YouTube information
- Channel: Big Jet TV;
- Years active: 2017–present
- Subscribers: 456 thousand
- Views: 103 million
- Website: bigjet.tv

= Big Jet TV =

YouTube aircraft enthusiast channel

Big Jet TV is a British YouTube channel that records and livestreams aeroplanes landing at major airports, particularly London's Heathrow Airport. It was founded in 2016 by Jerry Dyer, an aviation enthusiast who livestreams with commentary from the roof of a specially adapted van. Within a year, he had taken out a £30,000 loan and launched paid memberships at £4.99 a month. By 2020, the business could afford to employ a full-time administrator. As of May 2025, Dyer has six filming locations around Heathrow.

The channel made international headlines in February 2022 when it livestreamed planes landing at Heathrow during Storm Eunice in very high winds.
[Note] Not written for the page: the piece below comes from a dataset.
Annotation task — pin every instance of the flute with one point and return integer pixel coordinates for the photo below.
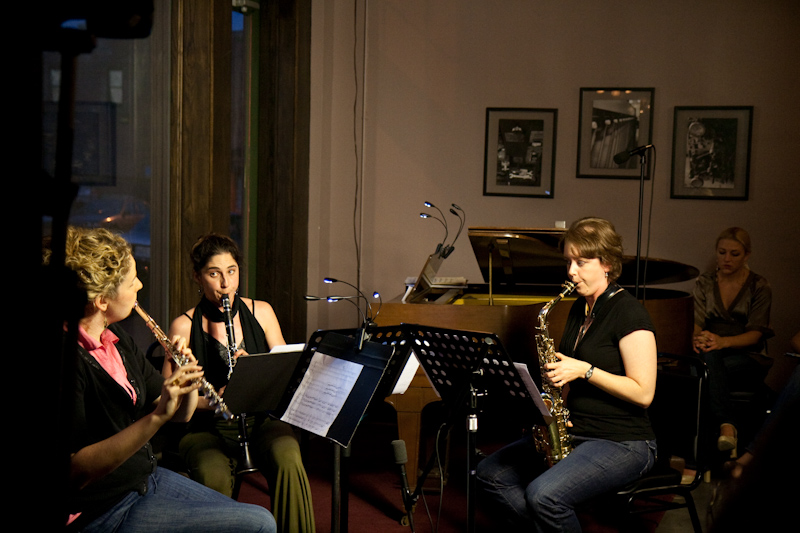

The BBC carried a report titled "Big Jet TV turns plane-watching into a phenomenon". The channel received further recognition during Storm Gerrit in December 2023. In January 2025, more than 200,000 viewers tuned in to watch the channel's livestream of planes landing at Heathrow during Storm Éowyn.

In June 2025, the channel livestreamed footage of a deportee running across a taxiway at Heathrow, which soon drew international media attention.